4
votes

I am using ANTLR 3 to do the below.

Assume I have an SQL query. I know that in general it's WHERE, ORDER BY and GROUP BY clauses are optional. In terms of ANTLR's grammar I would describe that like this:

query : select_clause from_clause where_clause? group_by_clause? order_by_clause?

The rule for each clause will obviously start with the respective keyword.

What I actually need is to extract each clause's contents as a string without dealing with its internal structure.

To do this I started with the following grammar:

query :
    select_clause from_clause where_clause? group_by_clause? order_by_clause?
EOF;

select_clause :
    SELECT_CLAUSE
;

from_clause :
    FROM_CLAUSE
;

where_clause :
    WHERE_CLAUSE
;

group_by_clause :
    GROUP_BY_CLAUSE
;

order_by_clause :
    ORDER_BY_CLAUSE
;

SELECT_CLAUSE : 'select' ANY_CHAR*;

FROM_CLAUSE : 'from' ANY_CHAR*;

WHERE_CLAUSE : 'where' ANY_CHAR*;

GROUP_BY_CLAUSE : 'group by' ANY_CHAR*;

ORDER_BY_CLAUSE : 'order by' ANY_CHAR*;

ANY_CHAR : .;

WS : ' '+ {skip();};

This one didn't work. I have had further attempts composing a correct grammar with no success. I suspect this task is doable with ANTLR3 but I am just missing smth.

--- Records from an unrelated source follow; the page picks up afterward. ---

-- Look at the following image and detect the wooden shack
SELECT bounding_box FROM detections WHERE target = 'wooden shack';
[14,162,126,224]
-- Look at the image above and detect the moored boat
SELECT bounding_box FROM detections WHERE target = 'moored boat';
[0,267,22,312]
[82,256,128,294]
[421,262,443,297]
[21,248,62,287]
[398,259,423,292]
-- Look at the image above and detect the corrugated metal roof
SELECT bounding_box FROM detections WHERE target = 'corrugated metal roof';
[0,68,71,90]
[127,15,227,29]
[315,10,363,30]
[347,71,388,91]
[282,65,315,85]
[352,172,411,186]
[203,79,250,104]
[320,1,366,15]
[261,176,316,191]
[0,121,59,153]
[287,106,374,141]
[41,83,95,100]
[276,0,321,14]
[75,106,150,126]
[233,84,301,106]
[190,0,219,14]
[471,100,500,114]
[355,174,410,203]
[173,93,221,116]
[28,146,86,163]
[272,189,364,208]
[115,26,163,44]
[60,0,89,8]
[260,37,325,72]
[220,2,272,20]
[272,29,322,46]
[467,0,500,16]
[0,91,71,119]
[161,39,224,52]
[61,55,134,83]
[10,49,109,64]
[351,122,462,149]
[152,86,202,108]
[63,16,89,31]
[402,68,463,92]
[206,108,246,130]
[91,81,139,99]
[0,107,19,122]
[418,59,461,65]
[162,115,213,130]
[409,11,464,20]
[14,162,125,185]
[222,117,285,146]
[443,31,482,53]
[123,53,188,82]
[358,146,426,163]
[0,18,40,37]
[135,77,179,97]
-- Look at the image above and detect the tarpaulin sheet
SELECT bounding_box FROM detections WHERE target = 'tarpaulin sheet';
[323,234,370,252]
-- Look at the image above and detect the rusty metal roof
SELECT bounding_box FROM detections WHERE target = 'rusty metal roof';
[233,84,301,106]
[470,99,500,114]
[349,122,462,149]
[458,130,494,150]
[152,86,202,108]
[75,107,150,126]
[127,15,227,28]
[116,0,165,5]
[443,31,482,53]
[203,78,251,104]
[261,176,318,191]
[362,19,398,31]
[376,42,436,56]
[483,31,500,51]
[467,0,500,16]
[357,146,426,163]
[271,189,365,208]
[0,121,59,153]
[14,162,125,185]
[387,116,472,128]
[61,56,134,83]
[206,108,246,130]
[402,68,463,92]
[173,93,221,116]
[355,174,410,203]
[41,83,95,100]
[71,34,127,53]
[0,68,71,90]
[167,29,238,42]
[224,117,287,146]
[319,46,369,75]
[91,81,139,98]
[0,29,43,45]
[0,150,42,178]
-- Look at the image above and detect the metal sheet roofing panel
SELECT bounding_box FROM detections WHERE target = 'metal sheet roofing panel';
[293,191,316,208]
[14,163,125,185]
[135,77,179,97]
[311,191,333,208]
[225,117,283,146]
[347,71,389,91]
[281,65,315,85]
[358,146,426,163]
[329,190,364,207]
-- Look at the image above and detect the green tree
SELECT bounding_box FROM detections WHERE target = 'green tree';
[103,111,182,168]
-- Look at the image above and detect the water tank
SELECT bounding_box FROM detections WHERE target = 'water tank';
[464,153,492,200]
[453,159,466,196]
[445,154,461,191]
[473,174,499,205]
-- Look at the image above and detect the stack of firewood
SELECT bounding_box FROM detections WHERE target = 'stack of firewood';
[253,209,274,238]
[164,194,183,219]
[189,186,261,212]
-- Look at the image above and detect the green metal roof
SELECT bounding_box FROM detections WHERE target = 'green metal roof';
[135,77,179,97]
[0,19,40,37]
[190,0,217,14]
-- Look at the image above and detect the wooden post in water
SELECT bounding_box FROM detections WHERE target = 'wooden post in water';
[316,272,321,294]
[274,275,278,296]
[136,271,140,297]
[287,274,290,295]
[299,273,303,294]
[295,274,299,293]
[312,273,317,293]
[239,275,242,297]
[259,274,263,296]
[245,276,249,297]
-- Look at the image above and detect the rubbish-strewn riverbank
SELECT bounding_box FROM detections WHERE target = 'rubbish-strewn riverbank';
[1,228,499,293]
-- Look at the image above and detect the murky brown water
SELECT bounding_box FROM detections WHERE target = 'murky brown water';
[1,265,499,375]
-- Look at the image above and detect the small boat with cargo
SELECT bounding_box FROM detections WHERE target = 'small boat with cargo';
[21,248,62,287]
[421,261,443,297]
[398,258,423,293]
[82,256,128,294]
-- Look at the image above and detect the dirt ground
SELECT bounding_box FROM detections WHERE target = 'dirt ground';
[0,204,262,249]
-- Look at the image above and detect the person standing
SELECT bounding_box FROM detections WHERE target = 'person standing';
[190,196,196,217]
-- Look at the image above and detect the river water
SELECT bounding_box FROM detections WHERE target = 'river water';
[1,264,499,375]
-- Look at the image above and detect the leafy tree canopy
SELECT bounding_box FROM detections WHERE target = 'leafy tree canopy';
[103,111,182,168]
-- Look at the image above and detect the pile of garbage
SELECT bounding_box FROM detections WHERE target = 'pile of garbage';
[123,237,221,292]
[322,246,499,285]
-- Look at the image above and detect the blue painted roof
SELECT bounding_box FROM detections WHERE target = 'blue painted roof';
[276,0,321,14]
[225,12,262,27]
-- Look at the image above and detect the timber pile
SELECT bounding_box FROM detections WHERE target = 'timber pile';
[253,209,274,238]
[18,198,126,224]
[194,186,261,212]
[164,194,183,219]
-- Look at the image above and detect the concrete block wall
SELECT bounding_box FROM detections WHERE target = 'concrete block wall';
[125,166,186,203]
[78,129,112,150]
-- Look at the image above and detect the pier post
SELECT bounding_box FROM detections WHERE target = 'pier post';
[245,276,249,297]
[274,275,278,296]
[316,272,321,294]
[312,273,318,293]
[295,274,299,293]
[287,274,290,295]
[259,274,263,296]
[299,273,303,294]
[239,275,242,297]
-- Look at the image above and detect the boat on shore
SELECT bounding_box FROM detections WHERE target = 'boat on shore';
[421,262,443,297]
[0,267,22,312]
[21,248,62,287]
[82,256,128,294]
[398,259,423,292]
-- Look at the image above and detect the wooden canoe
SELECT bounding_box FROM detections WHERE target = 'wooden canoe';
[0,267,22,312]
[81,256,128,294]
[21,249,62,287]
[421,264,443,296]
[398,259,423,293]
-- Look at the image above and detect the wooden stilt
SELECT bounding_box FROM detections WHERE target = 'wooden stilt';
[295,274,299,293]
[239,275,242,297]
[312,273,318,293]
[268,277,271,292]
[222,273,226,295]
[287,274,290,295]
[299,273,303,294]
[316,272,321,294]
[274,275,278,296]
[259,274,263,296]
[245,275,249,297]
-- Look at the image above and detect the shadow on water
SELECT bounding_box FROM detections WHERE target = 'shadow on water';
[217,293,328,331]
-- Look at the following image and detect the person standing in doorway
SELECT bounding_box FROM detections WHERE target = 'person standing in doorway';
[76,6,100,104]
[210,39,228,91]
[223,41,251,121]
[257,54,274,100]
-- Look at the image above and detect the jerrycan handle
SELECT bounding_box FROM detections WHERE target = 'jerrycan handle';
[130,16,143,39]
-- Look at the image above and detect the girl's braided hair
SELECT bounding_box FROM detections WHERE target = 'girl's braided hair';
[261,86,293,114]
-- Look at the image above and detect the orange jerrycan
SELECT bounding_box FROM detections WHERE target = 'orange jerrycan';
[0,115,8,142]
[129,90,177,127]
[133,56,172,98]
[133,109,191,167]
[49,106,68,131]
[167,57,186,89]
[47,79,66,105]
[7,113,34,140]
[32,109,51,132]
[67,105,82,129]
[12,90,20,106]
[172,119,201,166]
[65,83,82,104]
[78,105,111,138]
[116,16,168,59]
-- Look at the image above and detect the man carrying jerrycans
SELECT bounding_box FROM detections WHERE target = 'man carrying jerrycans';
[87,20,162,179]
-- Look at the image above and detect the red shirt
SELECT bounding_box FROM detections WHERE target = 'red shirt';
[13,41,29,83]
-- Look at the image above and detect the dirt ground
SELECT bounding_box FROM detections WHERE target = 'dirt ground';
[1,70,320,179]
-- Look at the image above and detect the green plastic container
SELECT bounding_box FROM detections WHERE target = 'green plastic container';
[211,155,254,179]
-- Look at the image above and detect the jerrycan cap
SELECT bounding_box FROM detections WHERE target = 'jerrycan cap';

More generally, I would like to be able to collect chars from the input stream into a single token until meeting a specific keyword that would indicate the beginning of a new token. This keyword should be the part of the new token.

Can you help me please?

1

1 Answers

2
votes

Instead of adding them to your tokens, why not move the ANY_CHAR* into parser rules instead? You could even "glue" these single tokens together using a rewrite rule.

A quick demo:

grammar T;

options { output=AST; }
tokens  { QUERY; ANY; }

query           : select_clause from_clause where_clause? group_by_clause? order_by_clause? EOF
                  -> ^(QUERY select_clause from_clause where_clause? group_by_clause? order_by_clause?)
                ;
select_clause   : SELECT_CLAUSE^ any;
from_clause     : FROM_CLAUSE^ any;
where_clause    : WHERE_CLAUSE^ any;
group_by_clause : GROUP_BY_CLAUSE^ any;
order_by_clause : ORDER_BY_CLAUSE^ any;
any             : ANY_CHAR* -> ANY[$text];

SELECT_CLAUSE   : 'select';
FROM_CLAUSE     : 'from';
WHERE_CLAUSE    : 'where';
GROUP_BY_CLAUSE : 'group' S+ 'by';
ORDER_BY_CLAUSE : 'order' S+ 'by';
ANY_CHAR        : . ;
WS              : S+ {skip();};

fragment S      : ' ' | '\t' | '\r' | '\n';

If you now parse the input:

select JUST ABOUT ANYTHING from YOUR BASEMENT order by WHATEVER

the following AST would be created:

enter image description here

Trying to do something similar in your lexer would be messy, and would mean some custom code (or predicates) to check for keywords up ahead in the char-stream (both not pretty!).